PARIS - Citroen calls it Dynalto. BMW calls it CSG, for crankshaft start generator.
Both are integrated starter-alternators developed by Continental Tire in its effort to diversify into new areas of automotive supply.
These new devices, which replace the current alternators and starters with a single component, are not yet ready for the road.
'We think such a system can equip BMW cars after 2000,' said Alfred Kraal, head of CSG development at BMW.
Citroen is on a similar schedule, aiming to sell integrated starter-alternators by 2000-02.
'The Dynalto system will appear gradually on new models, because it implies major modifications with the engine architecture,' said Jean-Emmanuel Guy, Dynalto project manager for Citroen. 'It can apply to any engine capacity. It's also consistent with the direct injection technology.'
Both companies showed the system at the Geneva auto show. The BMW prototype was mounted on a six-cylinder engine. Citroen showed a four-cylinder, 1.6-liter, 90hp engine. Honda is developing a similar device, according to Guy.

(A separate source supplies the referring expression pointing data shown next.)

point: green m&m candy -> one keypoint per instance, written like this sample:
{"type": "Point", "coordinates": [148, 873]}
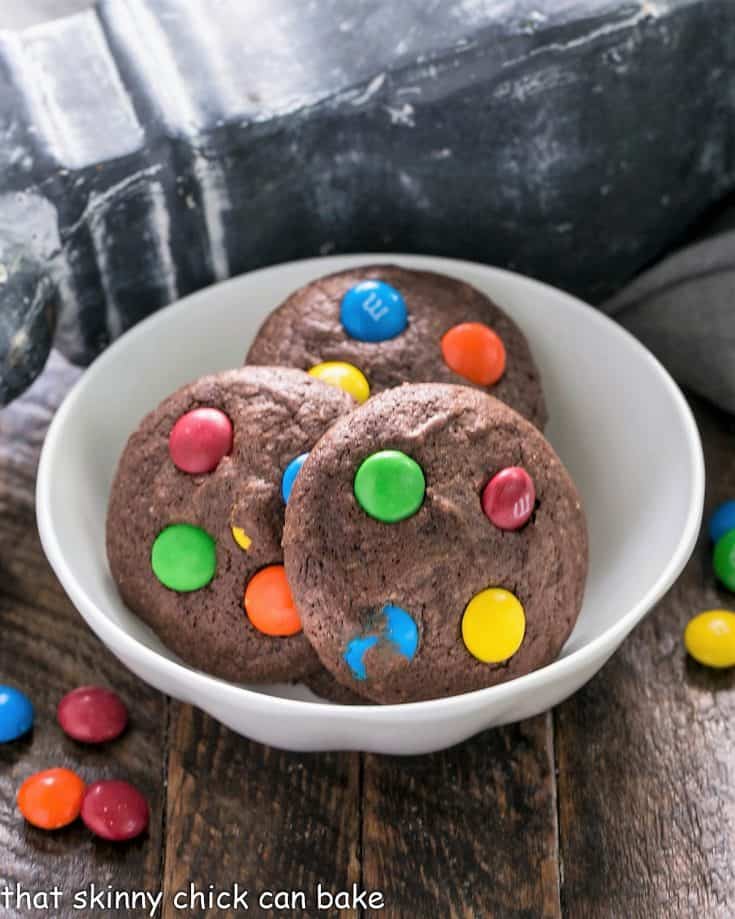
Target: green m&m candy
{"type": "Point", "coordinates": [184, 557]}
{"type": "Point", "coordinates": [724, 560]}
{"type": "Point", "coordinates": [390, 486]}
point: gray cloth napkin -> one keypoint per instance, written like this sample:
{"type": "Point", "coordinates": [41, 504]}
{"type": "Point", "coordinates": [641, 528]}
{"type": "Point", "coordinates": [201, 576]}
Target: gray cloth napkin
{"type": "Point", "coordinates": [683, 310]}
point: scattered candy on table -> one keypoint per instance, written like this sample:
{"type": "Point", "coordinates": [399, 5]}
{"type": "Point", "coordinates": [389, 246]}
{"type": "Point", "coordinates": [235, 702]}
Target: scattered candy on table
{"type": "Point", "coordinates": [724, 559]}
{"type": "Point", "coordinates": [184, 557]}
{"type": "Point", "coordinates": [92, 714]}
{"type": "Point", "coordinates": [114, 810]}
{"type": "Point", "coordinates": [16, 714]}
{"type": "Point", "coordinates": [51, 799]}
{"type": "Point", "coordinates": [373, 311]}
{"type": "Point", "coordinates": [289, 476]}
{"type": "Point", "coordinates": [200, 439]}
{"type": "Point", "coordinates": [722, 520]}
{"type": "Point", "coordinates": [473, 351]}
{"type": "Point", "coordinates": [493, 625]}
{"type": "Point", "coordinates": [345, 376]}
{"type": "Point", "coordinates": [710, 638]}
{"type": "Point", "coordinates": [508, 498]}
{"type": "Point", "coordinates": [269, 604]}
{"type": "Point", "coordinates": [390, 486]}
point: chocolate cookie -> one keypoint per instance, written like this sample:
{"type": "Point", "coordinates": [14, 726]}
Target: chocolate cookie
{"type": "Point", "coordinates": [196, 513]}
{"type": "Point", "coordinates": [434, 544]}
{"type": "Point", "coordinates": [370, 329]}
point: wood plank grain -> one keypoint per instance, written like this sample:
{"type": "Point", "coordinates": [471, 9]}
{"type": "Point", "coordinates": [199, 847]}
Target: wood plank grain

The starter-alternator replaces the flywheel of a conventional engine. It is located between the engine and the transmission. Equipped with an electronic management system, it boosts engine power and supplies multi-voltage electric energy at levels far beyond present systems.
According to BMW, the system can provide as much electric current as three conventional alternators while the car moves. Citroen says the Dynalto produces twice the output of the biggest existing belt-driven systems.
The companies claim the system allows 20 percent fuel savings, under normal driving conditions.
Starts engines in one-tenth of a second instead of up to three seconds with conventional starters
Prevents stalling by providing extra torque at low engine speeds
Boosts the engine when sudden acceleration is required
Shuts down the engine when the car stops for more than two seconds. To start again the driver just shifts in gear and accelerates normally
Allows the engine to work more smoothly.